Aun así, confirmando esa gran verdad que era que dos que duermen juntos acaban siendo iguales, Derek probó suerte:

- ¿Y qué hay de malo en eso?

- ¿Robaros el protagonismo en vuestro día? –preguntó, sarcástico-. Seguro que es lo que cualquier pareja de recién casados está deseando.

- No me lo puedo creer –le pinchó Stiles, riendo-. Peter Hale está rechazando convertirse en el centro de todas las miradas.

- Digamos más bien que es un seguro a largo plazo –replicó, entrecerrando los ojos-. Cosas como estas acaban saliendo en el futuro y no quiero que entonces me echéis en cara viejas rencillas del pasado. Especialmente cuando, por una vez, no fue idea mía.

- ¿Entonces? –Stiles miró a Derek y a Peter intermitentemente-. ¿Nos pasamos mañana por tu apartamento para cumplir con el trámite?

Peter ladeó el cuello y miró a Stiles de soslayo, de esa manera que era tan común cuando era el gran hombre lobo malo. Y aunque ahora no fuera nada de eso, por puro instinto éste retrocedió un paso hasta pegarse a su marido.
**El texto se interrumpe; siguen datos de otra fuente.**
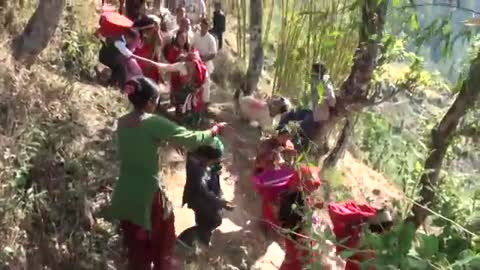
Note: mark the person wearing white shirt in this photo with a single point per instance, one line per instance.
(125, 45)
(206, 45)
(195, 9)
(184, 26)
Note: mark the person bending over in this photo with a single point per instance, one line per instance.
(202, 193)
(139, 200)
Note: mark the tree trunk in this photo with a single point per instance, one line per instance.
(354, 94)
(38, 32)
(255, 62)
(441, 139)
(339, 150)
(157, 4)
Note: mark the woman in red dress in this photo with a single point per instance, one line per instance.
(191, 82)
(150, 47)
(348, 219)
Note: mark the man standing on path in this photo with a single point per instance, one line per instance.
(196, 10)
(206, 45)
(134, 8)
(219, 23)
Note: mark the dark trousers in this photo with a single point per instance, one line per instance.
(155, 246)
(219, 36)
(206, 222)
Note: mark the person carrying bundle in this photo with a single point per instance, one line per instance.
(203, 194)
(271, 151)
(187, 89)
(311, 119)
(149, 29)
(139, 199)
(121, 39)
(348, 219)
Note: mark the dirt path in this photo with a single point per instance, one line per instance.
(239, 242)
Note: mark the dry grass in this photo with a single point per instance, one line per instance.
(55, 151)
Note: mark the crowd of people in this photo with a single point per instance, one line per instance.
(147, 60)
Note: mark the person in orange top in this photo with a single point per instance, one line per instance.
(348, 219)
(271, 151)
(150, 47)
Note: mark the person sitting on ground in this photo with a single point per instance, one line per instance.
(258, 112)
(271, 151)
(139, 199)
(206, 45)
(348, 219)
(219, 24)
(202, 193)
(299, 248)
(292, 216)
(310, 119)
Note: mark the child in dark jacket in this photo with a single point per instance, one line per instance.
(219, 22)
(202, 193)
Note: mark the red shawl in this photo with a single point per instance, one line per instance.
(148, 51)
(346, 218)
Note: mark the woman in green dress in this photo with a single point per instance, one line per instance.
(139, 200)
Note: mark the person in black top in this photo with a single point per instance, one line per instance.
(219, 22)
(202, 194)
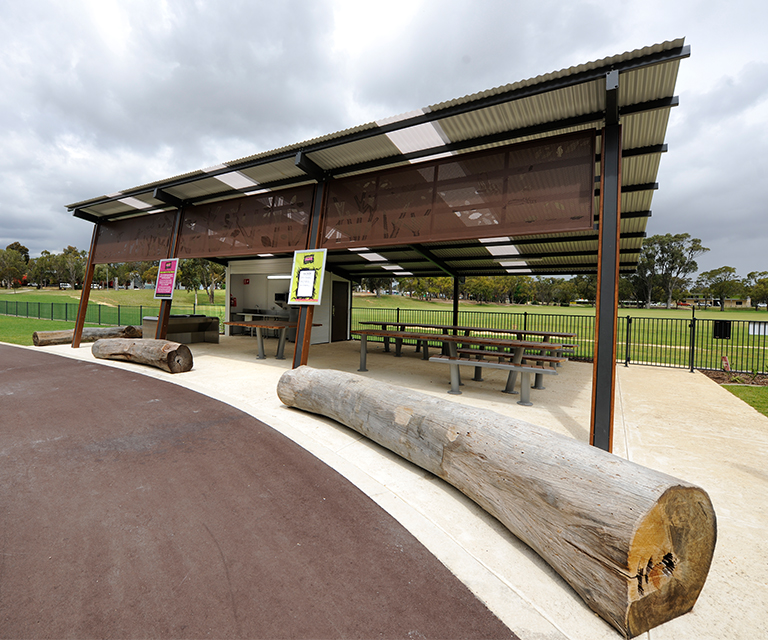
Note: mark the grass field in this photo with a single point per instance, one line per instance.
(756, 397)
(20, 330)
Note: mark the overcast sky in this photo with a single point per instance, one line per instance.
(98, 96)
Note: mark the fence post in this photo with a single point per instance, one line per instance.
(692, 326)
(629, 340)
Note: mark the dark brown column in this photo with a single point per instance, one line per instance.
(77, 335)
(306, 312)
(173, 248)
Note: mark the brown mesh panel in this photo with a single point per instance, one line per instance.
(269, 223)
(545, 186)
(135, 239)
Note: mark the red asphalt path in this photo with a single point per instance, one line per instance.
(134, 508)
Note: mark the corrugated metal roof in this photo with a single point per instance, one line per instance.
(560, 102)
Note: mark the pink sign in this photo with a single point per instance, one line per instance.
(166, 278)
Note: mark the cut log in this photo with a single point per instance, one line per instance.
(90, 334)
(172, 357)
(634, 543)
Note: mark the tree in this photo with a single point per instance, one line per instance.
(42, 270)
(757, 286)
(720, 283)
(70, 265)
(17, 246)
(667, 260)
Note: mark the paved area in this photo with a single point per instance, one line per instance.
(668, 419)
(136, 508)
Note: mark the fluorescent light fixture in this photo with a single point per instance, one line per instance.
(506, 250)
(135, 203)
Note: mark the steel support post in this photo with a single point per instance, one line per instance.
(165, 305)
(606, 320)
(85, 294)
(306, 312)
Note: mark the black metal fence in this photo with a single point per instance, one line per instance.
(689, 343)
(99, 313)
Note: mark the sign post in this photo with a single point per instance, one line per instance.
(166, 279)
(306, 291)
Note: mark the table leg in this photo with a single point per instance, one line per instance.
(363, 352)
(386, 338)
(455, 380)
(260, 341)
(452, 353)
(525, 389)
(517, 358)
(281, 344)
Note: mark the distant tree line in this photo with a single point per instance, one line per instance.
(664, 275)
(67, 268)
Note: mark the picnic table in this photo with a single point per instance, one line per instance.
(495, 346)
(280, 325)
(520, 334)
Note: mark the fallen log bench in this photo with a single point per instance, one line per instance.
(525, 371)
(90, 334)
(634, 543)
(172, 357)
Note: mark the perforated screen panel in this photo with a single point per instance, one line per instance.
(134, 239)
(545, 186)
(270, 223)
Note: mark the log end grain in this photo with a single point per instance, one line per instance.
(669, 558)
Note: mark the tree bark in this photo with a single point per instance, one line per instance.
(634, 543)
(172, 357)
(90, 334)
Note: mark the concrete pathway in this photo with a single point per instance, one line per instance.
(667, 419)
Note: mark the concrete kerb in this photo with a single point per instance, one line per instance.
(667, 419)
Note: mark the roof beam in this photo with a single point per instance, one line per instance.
(431, 257)
(309, 166)
(167, 198)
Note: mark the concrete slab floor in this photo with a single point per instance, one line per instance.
(667, 419)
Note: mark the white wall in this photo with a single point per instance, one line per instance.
(260, 291)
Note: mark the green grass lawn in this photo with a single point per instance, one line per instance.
(126, 297)
(755, 397)
(20, 330)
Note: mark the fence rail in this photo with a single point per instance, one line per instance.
(100, 313)
(689, 343)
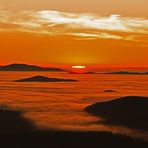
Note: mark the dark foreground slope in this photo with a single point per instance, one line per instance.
(131, 111)
(45, 79)
(26, 67)
(26, 135)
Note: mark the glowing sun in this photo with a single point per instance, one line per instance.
(78, 69)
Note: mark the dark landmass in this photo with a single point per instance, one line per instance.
(45, 79)
(25, 67)
(109, 90)
(36, 138)
(130, 111)
(128, 73)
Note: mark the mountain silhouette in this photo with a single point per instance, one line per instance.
(26, 67)
(45, 79)
(130, 111)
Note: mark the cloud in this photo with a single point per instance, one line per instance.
(83, 25)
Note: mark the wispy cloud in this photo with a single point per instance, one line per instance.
(83, 25)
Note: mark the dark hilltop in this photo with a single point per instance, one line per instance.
(130, 111)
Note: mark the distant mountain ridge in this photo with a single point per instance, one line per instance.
(26, 67)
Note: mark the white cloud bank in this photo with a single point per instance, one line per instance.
(81, 25)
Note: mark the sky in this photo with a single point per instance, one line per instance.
(74, 32)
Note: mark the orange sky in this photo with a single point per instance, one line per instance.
(66, 32)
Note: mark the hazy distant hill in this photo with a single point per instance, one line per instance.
(25, 67)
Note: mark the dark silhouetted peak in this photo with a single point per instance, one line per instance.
(131, 111)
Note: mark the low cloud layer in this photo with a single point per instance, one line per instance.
(78, 25)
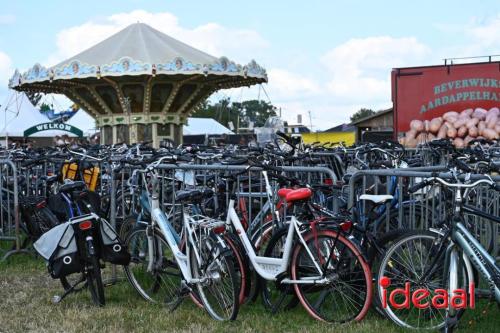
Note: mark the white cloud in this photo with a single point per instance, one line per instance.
(213, 38)
(284, 83)
(7, 19)
(360, 68)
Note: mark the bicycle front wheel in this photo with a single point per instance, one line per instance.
(218, 287)
(342, 291)
(415, 258)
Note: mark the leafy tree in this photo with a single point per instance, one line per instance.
(362, 113)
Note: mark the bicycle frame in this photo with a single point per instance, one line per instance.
(479, 257)
(268, 267)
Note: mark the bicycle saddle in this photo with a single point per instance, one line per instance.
(282, 192)
(192, 195)
(376, 198)
(298, 194)
(73, 186)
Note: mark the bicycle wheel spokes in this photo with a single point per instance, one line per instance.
(408, 261)
(162, 284)
(219, 289)
(346, 288)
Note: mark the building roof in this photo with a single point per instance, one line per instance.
(209, 126)
(341, 128)
(377, 114)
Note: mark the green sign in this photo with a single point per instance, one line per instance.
(53, 126)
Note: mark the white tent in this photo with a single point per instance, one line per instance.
(19, 114)
(83, 121)
(197, 126)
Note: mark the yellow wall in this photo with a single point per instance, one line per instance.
(348, 137)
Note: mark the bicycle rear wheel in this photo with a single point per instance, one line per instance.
(346, 294)
(407, 260)
(162, 283)
(219, 292)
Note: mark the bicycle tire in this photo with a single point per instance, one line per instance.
(388, 264)
(94, 281)
(351, 267)
(162, 284)
(216, 265)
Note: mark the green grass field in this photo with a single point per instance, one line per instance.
(26, 290)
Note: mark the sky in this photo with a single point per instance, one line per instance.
(328, 57)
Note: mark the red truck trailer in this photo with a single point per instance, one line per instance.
(428, 92)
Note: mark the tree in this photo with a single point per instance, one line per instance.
(362, 113)
(224, 111)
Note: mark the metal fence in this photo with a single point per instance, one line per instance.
(9, 209)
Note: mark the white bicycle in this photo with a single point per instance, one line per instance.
(165, 266)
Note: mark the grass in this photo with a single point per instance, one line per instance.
(26, 290)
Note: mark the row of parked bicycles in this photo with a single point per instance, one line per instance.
(338, 230)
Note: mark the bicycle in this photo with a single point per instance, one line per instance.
(203, 262)
(442, 258)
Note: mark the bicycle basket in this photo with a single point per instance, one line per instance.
(59, 248)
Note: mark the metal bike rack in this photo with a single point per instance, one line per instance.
(9, 208)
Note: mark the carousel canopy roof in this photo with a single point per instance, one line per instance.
(141, 43)
(139, 70)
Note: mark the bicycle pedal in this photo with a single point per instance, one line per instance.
(56, 299)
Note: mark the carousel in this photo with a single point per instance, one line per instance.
(139, 84)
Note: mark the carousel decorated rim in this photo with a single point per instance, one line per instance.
(76, 69)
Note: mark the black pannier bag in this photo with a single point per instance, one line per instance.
(112, 248)
(59, 248)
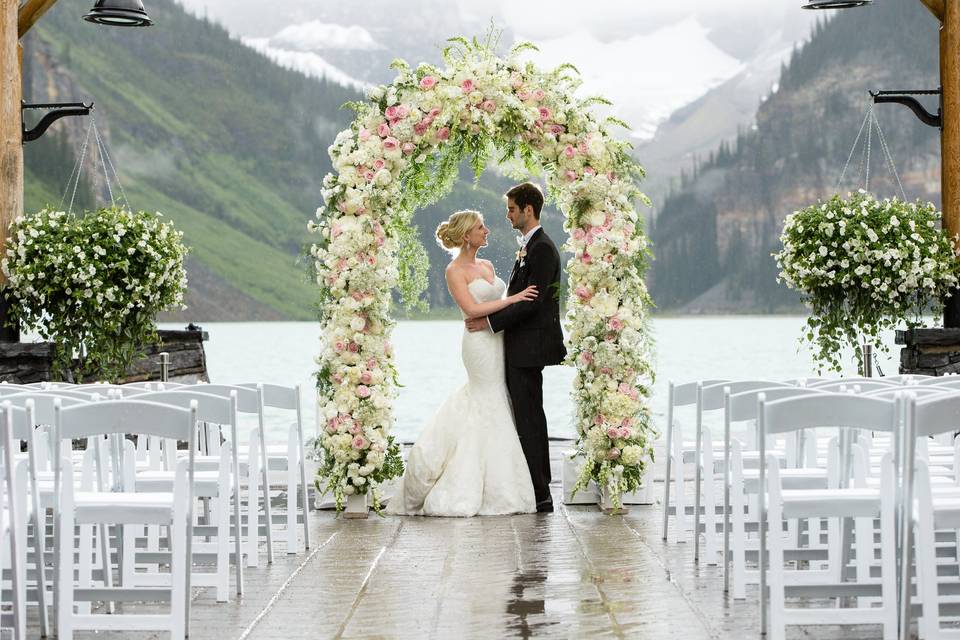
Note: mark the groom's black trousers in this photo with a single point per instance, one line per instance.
(525, 386)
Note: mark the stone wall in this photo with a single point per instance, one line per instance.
(24, 362)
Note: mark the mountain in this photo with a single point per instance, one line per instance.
(201, 128)
(714, 233)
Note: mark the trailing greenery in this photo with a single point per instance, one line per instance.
(865, 266)
(93, 284)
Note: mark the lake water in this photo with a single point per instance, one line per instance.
(428, 359)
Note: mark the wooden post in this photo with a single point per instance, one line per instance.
(950, 137)
(11, 148)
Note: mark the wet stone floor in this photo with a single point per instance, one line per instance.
(575, 573)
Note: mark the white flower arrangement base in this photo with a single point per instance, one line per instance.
(606, 504)
(356, 507)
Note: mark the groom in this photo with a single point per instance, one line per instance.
(532, 335)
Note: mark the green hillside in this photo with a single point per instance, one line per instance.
(203, 129)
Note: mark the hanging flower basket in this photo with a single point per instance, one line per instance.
(865, 266)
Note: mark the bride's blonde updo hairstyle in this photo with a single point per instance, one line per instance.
(450, 234)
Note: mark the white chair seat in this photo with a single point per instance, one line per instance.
(826, 503)
(206, 483)
(93, 507)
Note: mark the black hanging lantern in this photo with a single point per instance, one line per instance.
(119, 13)
(835, 4)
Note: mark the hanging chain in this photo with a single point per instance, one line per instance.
(77, 168)
(853, 149)
(888, 157)
(103, 163)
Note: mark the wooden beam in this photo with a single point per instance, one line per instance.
(11, 149)
(936, 7)
(33, 10)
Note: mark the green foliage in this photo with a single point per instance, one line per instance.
(92, 285)
(865, 266)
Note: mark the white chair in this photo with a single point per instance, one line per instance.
(835, 411)
(219, 482)
(173, 510)
(13, 523)
(678, 395)
(935, 509)
(253, 465)
(288, 458)
(741, 484)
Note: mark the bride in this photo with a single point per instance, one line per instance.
(468, 459)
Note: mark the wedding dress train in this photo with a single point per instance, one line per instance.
(468, 459)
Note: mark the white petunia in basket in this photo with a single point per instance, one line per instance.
(864, 266)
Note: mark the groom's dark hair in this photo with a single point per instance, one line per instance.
(527, 193)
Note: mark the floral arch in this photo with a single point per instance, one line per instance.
(402, 152)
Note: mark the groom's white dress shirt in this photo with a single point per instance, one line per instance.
(523, 245)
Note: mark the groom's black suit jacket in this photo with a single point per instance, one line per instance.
(534, 337)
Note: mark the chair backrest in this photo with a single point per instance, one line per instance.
(210, 407)
(275, 395)
(743, 405)
(686, 393)
(942, 381)
(712, 396)
(124, 416)
(863, 385)
(827, 410)
(834, 382)
(916, 389)
(43, 404)
(248, 400)
(931, 416)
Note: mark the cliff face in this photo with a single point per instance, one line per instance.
(714, 235)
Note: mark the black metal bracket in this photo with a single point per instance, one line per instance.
(59, 110)
(905, 98)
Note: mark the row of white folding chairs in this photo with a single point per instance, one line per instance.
(291, 462)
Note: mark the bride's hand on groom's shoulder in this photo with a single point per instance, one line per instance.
(477, 324)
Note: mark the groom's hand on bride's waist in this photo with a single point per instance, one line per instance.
(477, 324)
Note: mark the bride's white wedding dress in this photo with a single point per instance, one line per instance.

- Primero: no vas a estar cuando Derek me transforme. Por muy familia que seamos ahora, ese es un momento muy personal que no se va a convertir en un espectáculo de circo. –Levantó una mano cuando el otro iba a replicar-. Y segundo: por muy bien que me caigáis, me niego a que aparezcáis en mi casa apestando a sexo. Y os aseguro que podré oler a sexo por muy humano que sea –Stiles se sonrojó hasta las orejas, mientras que Derek perfeccionó su técnica de no moverse, no decir nada y hasta no respirar para hacer como que no estaba allí. Satisfecho con el resultado, le dio un par de palmaditas a los dos en el brazo-. Disfrutad de vuestra noche de bodas y vuestra luna de miel. Cuando volváis ya habrá tiempo para mejorarme… Aunque tampoco es que haya mucho que mejorar.

Les guiñó el ojo y se subió al coche, sin querer alargar por más tiempo la despedida. Especialmente cuando de ese modo conseguía una salida de escena al más puro estilo Peter Hale, daba igual si fuera un hombre lobo o un simple mortal.